Trump déclare que le cessez-le-feu en Iran est « terminé » alors que Hegseth annule sa visite en Israël dans un contexte de tensions croissantes

Le président Donald Trump a déclaré mercredi que le cessez-le-feu avec l’Iran était « terminé » après que l’armée américaine a pilonné des sites en Iran et que le régime islamique a frappé des dizaines d’installations militaires américaines dans la région.

« Je pense que c’est fini. Je ne veux plus avoir affaire à eux », a déclaré Trump aux journalistes à Ankara, en Turquie, où il participe au sommet de l’OTAN. « Ce sont des ordures. Vous savez ce que c’est ? Ce sont des ordures. Ce sont des gens malades. Ils sont dirigés par des gens malades, et ce sont des gens vicieux et violents. Et s’ils avaient une arme nucléaire, ils l’utiliseraient.

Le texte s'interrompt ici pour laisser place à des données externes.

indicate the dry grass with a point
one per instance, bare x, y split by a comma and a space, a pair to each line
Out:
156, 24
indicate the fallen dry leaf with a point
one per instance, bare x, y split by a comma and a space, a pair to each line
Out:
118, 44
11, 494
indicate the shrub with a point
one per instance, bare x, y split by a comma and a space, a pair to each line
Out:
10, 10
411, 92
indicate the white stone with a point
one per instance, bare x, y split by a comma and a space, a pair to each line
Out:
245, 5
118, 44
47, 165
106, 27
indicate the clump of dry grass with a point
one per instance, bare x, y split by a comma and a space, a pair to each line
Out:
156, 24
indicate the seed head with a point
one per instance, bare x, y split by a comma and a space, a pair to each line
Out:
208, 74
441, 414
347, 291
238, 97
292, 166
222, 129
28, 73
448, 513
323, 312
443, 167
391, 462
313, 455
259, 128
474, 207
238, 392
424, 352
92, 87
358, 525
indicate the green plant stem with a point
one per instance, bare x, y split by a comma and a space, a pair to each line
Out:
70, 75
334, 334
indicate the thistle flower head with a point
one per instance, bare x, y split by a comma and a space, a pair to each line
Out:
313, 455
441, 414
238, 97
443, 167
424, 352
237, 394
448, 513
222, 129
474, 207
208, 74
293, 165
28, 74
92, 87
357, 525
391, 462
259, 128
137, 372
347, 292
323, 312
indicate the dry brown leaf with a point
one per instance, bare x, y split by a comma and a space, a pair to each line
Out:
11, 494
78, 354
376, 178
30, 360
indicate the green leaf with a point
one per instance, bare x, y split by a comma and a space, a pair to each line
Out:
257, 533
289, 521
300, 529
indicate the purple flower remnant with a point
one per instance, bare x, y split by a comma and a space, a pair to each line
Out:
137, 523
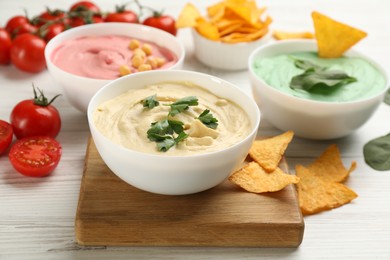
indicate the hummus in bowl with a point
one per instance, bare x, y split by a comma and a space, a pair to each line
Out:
205, 157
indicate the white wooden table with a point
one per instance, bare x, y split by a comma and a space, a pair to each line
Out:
37, 215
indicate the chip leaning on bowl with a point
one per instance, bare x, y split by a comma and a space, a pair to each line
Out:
320, 89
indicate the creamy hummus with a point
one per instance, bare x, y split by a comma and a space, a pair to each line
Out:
277, 72
125, 121
101, 57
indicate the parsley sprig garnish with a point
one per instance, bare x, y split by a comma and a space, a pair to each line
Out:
150, 102
318, 76
182, 104
167, 132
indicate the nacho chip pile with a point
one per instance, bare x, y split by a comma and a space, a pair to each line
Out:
229, 21
318, 184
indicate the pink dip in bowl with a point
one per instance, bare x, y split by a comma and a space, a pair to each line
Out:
101, 57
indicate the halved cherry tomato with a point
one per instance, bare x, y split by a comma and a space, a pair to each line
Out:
163, 22
122, 15
27, 53
34, 117
6, 134
19, 25
5, 47
35, 156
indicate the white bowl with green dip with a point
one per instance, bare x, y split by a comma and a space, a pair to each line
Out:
317, 98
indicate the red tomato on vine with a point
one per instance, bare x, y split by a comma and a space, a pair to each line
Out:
35, 117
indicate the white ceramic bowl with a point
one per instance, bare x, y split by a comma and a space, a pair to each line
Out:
79, 90
173, 175
307, 118
225, 56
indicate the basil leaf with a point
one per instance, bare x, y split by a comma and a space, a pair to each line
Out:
208, 119
387, 97
323, 78
377, 153
306, 65
151, 101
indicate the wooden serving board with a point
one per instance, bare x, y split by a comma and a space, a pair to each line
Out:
113, 213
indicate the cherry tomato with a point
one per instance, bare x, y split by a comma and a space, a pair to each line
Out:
34, 117
6, 134
78, 21
5, 47
35, 156
18, 25
122, 15
27, 53
85, 6
50, 16
52, 30
163, 22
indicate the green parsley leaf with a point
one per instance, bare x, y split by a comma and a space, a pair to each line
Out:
182, 104
176, 126
181, 137
377, 153
387, 97
317, 76
160, 128
208, 119
151, 101
162, 133
166, 144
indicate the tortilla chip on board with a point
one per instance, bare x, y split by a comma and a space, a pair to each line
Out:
329, 166
316, 195
253, 178
334, 38
268, 152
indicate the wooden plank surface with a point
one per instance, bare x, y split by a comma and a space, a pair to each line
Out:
113, 213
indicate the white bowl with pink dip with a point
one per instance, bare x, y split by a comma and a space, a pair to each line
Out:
86, 58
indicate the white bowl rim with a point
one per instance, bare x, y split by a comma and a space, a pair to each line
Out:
255, 42
254, 128
110, 24
319, 102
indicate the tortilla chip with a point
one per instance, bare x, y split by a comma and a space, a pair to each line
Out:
334, 38
316, 195
188, 16
329, 166
207, 29
282, 35
253, 178
268, 152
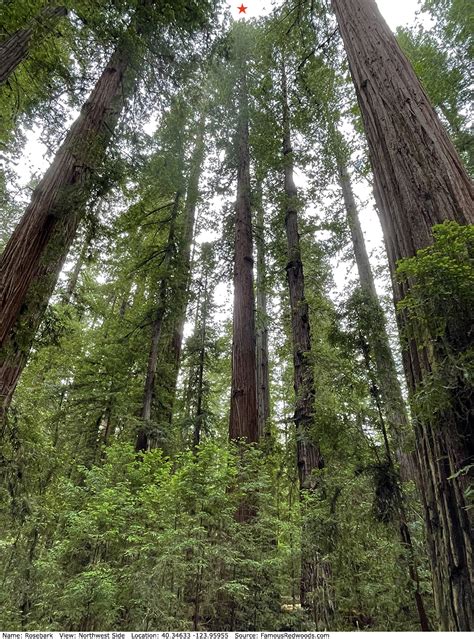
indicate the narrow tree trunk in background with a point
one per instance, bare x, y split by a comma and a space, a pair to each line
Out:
16, 48
76, 271
263, 374
394, 477
314, 572
387, 379
243, 407
144, 440
34, 255
419, 181
199, 417
181, 287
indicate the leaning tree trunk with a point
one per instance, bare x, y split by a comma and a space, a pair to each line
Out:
34, 255
15, 49
263, 373
243, 408
387, 378
314, 571
200, 399
144, 439
180, 293
419, 181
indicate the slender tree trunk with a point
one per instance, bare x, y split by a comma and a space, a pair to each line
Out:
419, 181
144, 440
183, 279
15, 49
76, 271
387, 378
34, 255
243, 407
403, 529
263, 373
199, 417
313, 570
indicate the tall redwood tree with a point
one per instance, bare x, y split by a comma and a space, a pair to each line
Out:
243, 407
419, 181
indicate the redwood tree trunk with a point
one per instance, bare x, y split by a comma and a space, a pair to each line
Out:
243, 407
16, 48
263, 373
34, 255
181, 286
419, 181
387, 379
314, 571
144, 439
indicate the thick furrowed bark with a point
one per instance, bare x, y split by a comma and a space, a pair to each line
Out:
314, 584
16, 48
419, 181
144, 440
34, 255
263, 374
387, 379
243, 408
183, 278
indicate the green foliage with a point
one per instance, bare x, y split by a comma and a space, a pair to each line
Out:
438, 309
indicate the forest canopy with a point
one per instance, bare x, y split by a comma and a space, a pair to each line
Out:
220, 407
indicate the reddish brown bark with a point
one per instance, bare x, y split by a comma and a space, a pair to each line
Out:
183, 276
243, 408
263, 372
144, 439
309, 456
315, 573
387, 380
16, 48
34, 255
419, 181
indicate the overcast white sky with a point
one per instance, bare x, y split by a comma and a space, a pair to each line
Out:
396, 12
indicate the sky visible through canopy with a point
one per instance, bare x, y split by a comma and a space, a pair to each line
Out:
396, 12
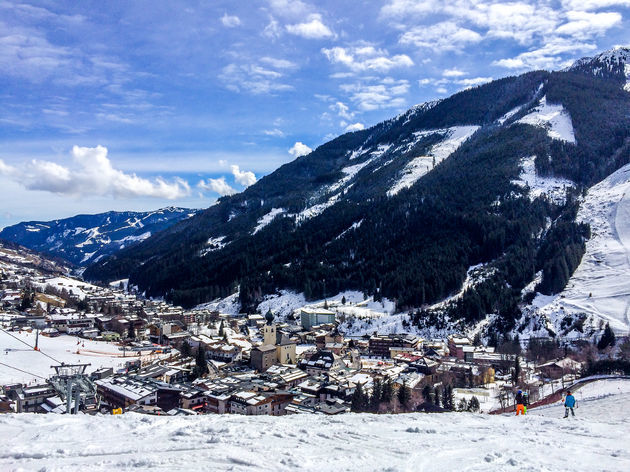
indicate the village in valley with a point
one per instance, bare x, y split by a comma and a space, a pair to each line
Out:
69, 346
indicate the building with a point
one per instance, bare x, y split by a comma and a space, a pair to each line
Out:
456, 345
126, 391
250, 403
223, 352
315, 316
269, 334
382, 345
30, 399
286, 351
263, 357
321, 362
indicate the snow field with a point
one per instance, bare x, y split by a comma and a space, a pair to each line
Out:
595, 440
554, 118
599, 286
63, 348
453, 138
554, 187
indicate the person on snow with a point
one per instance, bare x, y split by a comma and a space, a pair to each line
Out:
569, 403
520, 403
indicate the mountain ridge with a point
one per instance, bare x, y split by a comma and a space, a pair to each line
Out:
325, 222
86, 238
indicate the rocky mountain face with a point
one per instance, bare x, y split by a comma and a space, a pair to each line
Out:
488, 179
84, 239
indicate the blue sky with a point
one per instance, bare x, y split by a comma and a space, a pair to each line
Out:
132, 105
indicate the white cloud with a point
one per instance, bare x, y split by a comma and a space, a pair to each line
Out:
230, 21
366, 58
444, 36
546, 57
273, 29
254, 79
388, 93
278, 63
454, 72
91, 174
342, 110
278, 133
584, 25
219, 186
245, 178
313, 28
473, 81
586, 5
355, 127
300, 149
289, 8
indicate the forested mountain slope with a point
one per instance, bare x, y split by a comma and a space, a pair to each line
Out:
84, 239
403, 209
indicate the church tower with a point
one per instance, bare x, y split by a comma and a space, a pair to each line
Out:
269, 330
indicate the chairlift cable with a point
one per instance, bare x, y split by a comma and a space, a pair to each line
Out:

En ce qui me concerne, c’est fini. »

Dans le même temps, le président n’a pas semblé exclure de nouvelles négociations avec l’Iran, ajoutant : « Je parlerai à nos négociateurs. Ils veulent négocier. »

Plus tard dans la journée, Trump a déclaré que les États-Unis se préparaient à lancer une nouvelle série de frappes contre l’Iran, déclarant aux journalistes que l’Iran « se comportait très mal ».

« Nous les avons frappés très fort hier soir », a déclaré Trump. « Nous allons probablement encore les frapper fort ce soir. »

Ses commentaires interviennent après que le commandement central militaire américain a annoncé mardi soir qu’il avait lancé une « série de frappes puissantes contre l’Iran » en représailles au fait que l’Iran ait frappé des navires commerciaux dans le détroit d’Ormuz.

Des responsables qatariens et saoudiens ont accusé l’Iran d’avoir frappé leurs véhicules commerciaux, et l’armée britannique a déclaré que trois pétroliers avaient été touchés par des projectiles dans le détroit d’Ormuz, dont un qui avait ensuite pris feu. Les deux autres navires ont subi des dommages mais n’ont signalé aucun blessé et ont continué leur route, selon l’Associated Press.

À la suite des frappes américaines, l’Iran a ciblé des dizaines de sites militaires américains à Bahreïn et au Koweït, selon le journal iranien. média Fars.

« Dans la première réponse à l’agression américaine, les forces navales et aérospatiales du Corps des Gardiens de la Révolution islamique, dans le cadre d’une opération conjointe de missiles et de drones, ont frappé 85 sites d’installations militaires américaines importantes », a déclaré mercredi le Corps des Gardiens de la Révolution islamique dans un communiqué.

L’échange de tirs a encore plus mis en péril le fragile cessez-le-feu entre les États-Unis et l’Iran, ainsi que les négociations avec l’Iran qui étaient censées reprendre après la fin jeudi des funérailles de plusieurs jours du guide suprême iranien, l’ayatollah Ali Khamenei.

Suite à l’annonce de Trump, le prix du pétrole a atteint son plus haut niveau depuis des semaines.

Pendant ce temps, le secrétaire à la Défense Pete Hegseth a annulé mercredi une visite prévue en Israël pour rencontrer le Premier ministre israélien Benjamin Netanyahu, selon les médias.

Les États-Unis et l’Iran ont signé un protocole d’accord le mois dernier pour mettre un terme aux opérations militaires et établir un cadre de 60 jours permettant aux parties de parvenir à un accord sur le programme nucléaire iranien et d’autres points de friction.

À la suite des frappes américaines de mardi, le président du Parlement iranien, Mohammad Bagher Ghalibaf, a accusé les États-Unis de violer le mémorandum d’accord, notamment de « poursuite de l’agression sioniste contre [Lebanon]» dans un poster sur X.

« L’ère de l’intimidation et de l’extorsion est révolue. Cela ne mène nulle part. Nous ne cédons pas », a écrit Ghalibaf.

Lors de sa rencontre mardi avec le président turc Recep Tayyip Erdogan, le président a également indiqué qu’il rétablirait probablement la capacité du pays à acheter des avions de combat F-35, une décision qui Le Premier ministre israélien Benjamin Netanyahu s’y est fermement opposé..

« La Turquie a été, à bien des égards, beaucoup plus loyale que d’autres pays que nous pensons être loyaux », a déclaré Trump lorsqu’on lui a demandé s’il allait vendre les avions à la Turquie, selon Axios. « C’est donc quelque chose que nous envisagerions certainement. »

On s’attendait généralement à ce que la rencontre annulée entre Hegseth et Netanyahu évoque l’idée selon laquelle les États-Unis vendraient l’avion furtif avancé à la Turquie.